As the reader may or may not know, my main ongoing project is Orange Textable, which is a software tool that lets the user do “visual programming” for text analysis (project homepage is here, documentation is here; it’s an add-on of Orange Canvas).
Now the reader most surely knows that today is Day of DH, and since I could spare some time to be part of this, I thought I’d give an example of what Textable lets you do on, you got it, Day of DH data. Not all the details, but still, enough to give an idea of how this Textable thing works. In particular, we’ll mine the Day of DH RSS stream and visualize the distribution of user actions (comment, join, etc.) reported therein.
It all starts with a data import widget instance (i.e. small blue circle representing a computational unit) placed on a blank design area called the canvas:
Double clicking on a widget instance opens its interface, as shown on the righthand side of the above figure. In the case of a URLs instance like this one, we essentially need to specify where to fetch data on the internet and in what encoding they’ll be.
RSS streams are encoded in XML, and this one is made up of such text blocks as this:
<item> <guid isPermaLink=”false“>82cb38ef79e1059723835b141f896114</guid> <title>Ranti Junus joined the group DH in the Curriculum</title> <link>http://dayofdh2014.matrix.msu.edu/activity/p/902/</link><pubDate>Tue, 08 Apr 2014 13:12:18 +0000</pubDate> <slash:comments>0</slash:comments> </item>
To extract those items from the stream, we’ll connect our first instance to an instance of another widget, namely Segment:
Here we do need a bit of code — let’s call this the cost of flexibility. In particular, we need to know the syntax of regular expressions (aka regexes), so that we can indicate to our Segment instance that the segments we’re interested in are the text blocks that are comprised between <item> and </item> in the RSS stream. There are 50 such segments, as we’re told.
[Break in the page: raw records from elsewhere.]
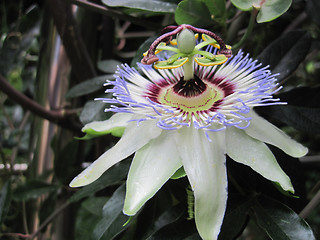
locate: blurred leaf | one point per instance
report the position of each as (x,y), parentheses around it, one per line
(89,214)
(313,9)
(47,207)
(286,53)
(193,12)
(217,8)
(93,111)
(111,177)
(89,86)
(272,9)
(5,200)
(108,66)
(178,230)
(235,217)
(279,221)
(112,216)
(142,49)
(268,9)
(168,217)
(32,189)
(302,111)
(148,5)
(65,160)
(244,5)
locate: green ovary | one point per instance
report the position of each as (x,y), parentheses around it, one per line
(192,104)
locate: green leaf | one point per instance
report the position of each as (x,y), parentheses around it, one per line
(268,9)
(147,5)
(5,200)
(286,53)
(93,111)
(168,65)
(89,86)
(89,214)
(32,189)
(217,8)
(193,12)
(110,177)
(117,132)
(244,5)
(179,174)
(272,9)
(279,221)
(108,66)
(113,219)
(313,9)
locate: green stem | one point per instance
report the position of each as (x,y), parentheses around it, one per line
(188,69)
(249,29)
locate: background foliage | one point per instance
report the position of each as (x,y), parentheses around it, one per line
(54,58)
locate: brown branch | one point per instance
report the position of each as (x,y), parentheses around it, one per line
(60,117)
(113,13)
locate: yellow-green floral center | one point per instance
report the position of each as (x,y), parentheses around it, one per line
(194,101)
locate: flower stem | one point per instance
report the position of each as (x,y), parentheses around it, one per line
(188,68)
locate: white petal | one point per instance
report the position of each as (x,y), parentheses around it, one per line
(266,132)
(133,139)
(151,167)
(204,163)
(255,154)
(117,120)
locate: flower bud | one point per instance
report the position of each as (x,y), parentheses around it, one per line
(186,41)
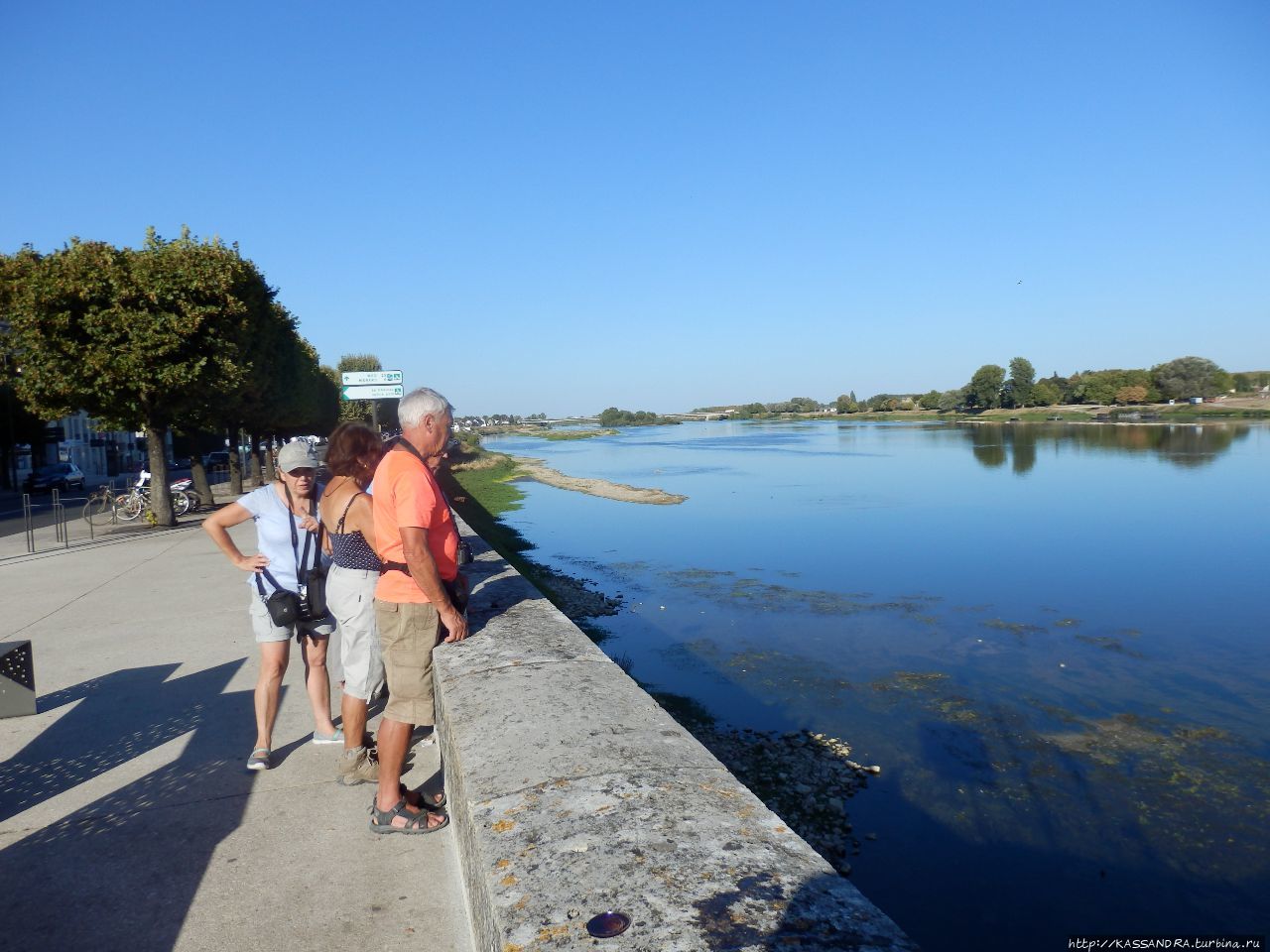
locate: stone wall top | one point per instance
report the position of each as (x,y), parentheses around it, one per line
(572,793)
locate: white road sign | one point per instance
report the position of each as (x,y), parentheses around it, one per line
(361,379)
(372,393)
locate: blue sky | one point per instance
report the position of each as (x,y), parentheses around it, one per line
(564,206)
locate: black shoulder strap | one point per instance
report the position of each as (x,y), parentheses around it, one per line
(339,526)
(302,560)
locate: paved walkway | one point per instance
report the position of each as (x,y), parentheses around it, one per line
(127,820)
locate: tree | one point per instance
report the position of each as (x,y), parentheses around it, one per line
(1047,394)
(1023,379)
(139,338)
(1130,395)
(1191,376)
(983,391)
(1101,386)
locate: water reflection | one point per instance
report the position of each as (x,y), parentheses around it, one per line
(1183,444)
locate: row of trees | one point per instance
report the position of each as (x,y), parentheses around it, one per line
(182,334)
(612,416)
(993,386)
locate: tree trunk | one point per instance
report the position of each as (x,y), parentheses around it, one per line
(257,468)
(202,485)
(160,495)
(235,466)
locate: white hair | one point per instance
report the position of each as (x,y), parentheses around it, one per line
(418,404)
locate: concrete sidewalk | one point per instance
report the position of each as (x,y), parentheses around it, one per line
(127,820)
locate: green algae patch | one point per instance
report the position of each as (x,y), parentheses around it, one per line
(1019,630)
(1107,644)
(1199,796)
(557,435)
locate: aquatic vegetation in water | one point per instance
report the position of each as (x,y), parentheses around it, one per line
(784,675)
(1019,630)
(1201,794)
(1107,644)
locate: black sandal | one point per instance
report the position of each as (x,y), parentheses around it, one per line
(381,820)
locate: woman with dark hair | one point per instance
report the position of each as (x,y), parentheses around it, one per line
(352,454)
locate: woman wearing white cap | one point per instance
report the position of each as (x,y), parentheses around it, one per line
(286,525)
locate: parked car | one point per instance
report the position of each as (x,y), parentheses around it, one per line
(60,476)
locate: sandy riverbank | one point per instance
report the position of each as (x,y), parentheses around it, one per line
(539,471)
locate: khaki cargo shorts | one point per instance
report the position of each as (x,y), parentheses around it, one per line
(408,633)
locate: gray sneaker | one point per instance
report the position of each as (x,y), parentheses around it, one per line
(357,767)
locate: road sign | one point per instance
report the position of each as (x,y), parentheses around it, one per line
(361,379)
(372,393)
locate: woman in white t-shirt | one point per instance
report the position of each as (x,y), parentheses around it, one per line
(286,521)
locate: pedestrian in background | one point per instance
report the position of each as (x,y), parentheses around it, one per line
(418,544)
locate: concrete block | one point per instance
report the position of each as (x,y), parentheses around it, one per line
(17,679)
(572,792)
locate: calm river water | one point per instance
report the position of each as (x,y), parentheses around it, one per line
(1053,639)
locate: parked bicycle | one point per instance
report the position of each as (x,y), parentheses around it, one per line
(107,506)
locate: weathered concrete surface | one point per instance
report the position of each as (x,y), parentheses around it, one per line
(127,820)
(574,792)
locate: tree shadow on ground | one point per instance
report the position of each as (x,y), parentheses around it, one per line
(122,873)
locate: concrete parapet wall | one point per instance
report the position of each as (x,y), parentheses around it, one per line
(572,792)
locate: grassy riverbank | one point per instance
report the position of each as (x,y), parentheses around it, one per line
(480,488)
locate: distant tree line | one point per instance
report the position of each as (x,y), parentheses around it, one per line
(612,416)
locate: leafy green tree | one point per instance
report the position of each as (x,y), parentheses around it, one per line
(1191,376)
(1019,388)
(139,338)
(1047,394)
(983,391)
(1064,386)
(1101,386)
(612,416)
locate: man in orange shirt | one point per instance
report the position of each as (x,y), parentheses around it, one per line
(418,544)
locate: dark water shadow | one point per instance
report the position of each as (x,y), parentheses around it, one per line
(122,873)
(1182,444)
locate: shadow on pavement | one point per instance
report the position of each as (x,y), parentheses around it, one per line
(123,871)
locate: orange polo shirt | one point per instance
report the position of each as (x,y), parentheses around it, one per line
(405,493)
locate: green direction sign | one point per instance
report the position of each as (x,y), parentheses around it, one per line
(363,379)
(372,393)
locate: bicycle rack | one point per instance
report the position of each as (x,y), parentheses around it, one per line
(27,524)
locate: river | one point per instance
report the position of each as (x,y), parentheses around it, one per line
(1052,638)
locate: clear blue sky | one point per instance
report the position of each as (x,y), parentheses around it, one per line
(564,206)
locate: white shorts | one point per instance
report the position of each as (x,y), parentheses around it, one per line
(350,598)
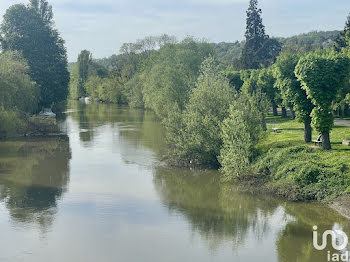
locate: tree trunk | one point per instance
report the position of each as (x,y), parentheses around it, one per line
(307,131)
(284,112)
(274,109)
(326,142)
(292,113)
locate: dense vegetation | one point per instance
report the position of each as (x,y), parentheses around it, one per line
(33,65)
(214,101)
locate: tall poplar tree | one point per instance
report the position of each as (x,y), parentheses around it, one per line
(341,40)
(259,50)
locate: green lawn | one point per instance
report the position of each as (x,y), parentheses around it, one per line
(292,134)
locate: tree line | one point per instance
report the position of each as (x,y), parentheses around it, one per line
(33,65)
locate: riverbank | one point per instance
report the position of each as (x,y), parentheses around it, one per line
(289,168)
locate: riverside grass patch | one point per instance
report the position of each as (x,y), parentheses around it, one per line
(303,173)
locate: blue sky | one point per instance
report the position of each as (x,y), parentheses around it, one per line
(101,26)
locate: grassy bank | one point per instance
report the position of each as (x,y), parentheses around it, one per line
(290,168)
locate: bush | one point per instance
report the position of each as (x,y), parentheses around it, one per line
(308,174)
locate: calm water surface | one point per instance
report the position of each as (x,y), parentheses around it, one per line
(100,193)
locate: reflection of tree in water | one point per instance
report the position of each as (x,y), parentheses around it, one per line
(33,176)
(214,210)
(139,127)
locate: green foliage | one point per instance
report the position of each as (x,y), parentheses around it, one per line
(259,50)
(28,29)
(241,132)
(308,42)
(108,90)
(9,123)
(257,95)
(17,90)
(322,74)
(342,40)
(170,75)
(266,82)
(234,78)
(290,86)
(195,135)
(134,91)
(304,173)
(84,69)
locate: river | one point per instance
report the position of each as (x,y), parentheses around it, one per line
(101,193)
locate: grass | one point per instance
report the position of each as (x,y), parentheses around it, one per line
(292,134)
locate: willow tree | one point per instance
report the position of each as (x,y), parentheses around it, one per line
(322,74)
(292,91)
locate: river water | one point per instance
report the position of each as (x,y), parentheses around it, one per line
(101,193)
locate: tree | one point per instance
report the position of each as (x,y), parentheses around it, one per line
(241,132)
(266,82)
(196,135)
(341,41)
(17,90)
(259,50)
(29,29)
(84,61)
(258,97)
(291,90)
(322,74)
(234,78)
(171,73)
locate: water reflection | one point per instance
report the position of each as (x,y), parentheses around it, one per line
(34,175)
(221,214)
(134,128)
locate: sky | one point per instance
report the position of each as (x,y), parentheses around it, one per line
(102,26)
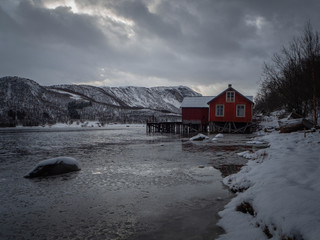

The next step is arguably the most difficult one. We want to extract from each “item” the action that is being reported (in the above example, it would be joined). To do that, we’ll use another instance of Segment. This time, however, we’ll need to switch on the “advanced settings” in order to access some more powerful features…
As usual with instances of Segment, we must describe the segments that will be extracted with a regex: here we state that these segments should begin with a <title> XML tag, and shortly after, should contain one of a number of verb forms (wrote, became, posted, changed, and so on).
But there’s more to it: in each such segment, we’ll extract the verb form and use it as an annotation value associated to a specific key, namely the key action. (Note that the parameter &1 in the Annotation value field above means “the text block that corresponds to the first pair of parentheses in the regex”.)
Now we can specifically access this piece of information by saying, e.g., “count the frequency of each possible action value in the data”. Let’s do just that, by means of an instance of the Count widget:
The interface is rather self-explanatory in this case: basically we’re counting values associated with the action annotation key in the items segmentation that we’ve previously built using Segment.
Then after going through an instance of Convert (whose only purpose is to reorganize the data in a way that’s not very interesting to describe here), we can finally display the result using an instance of Distributions:
Did it change between the moment where I started this post and the moment where I’m finishing it? Let’s find out:
Well not much of a change in this period, maybe a few more posts and a few less comments, but writing remains the most frequent action, followed by posting.
More than an earth-shattering discovery about Day of DH, I hope this example shows that Orange Textable lets the user perform quite specific text analyses (almost) without writing a single line of code (regexes set aside). And I’d very much like to hear DHer’s opinion about this.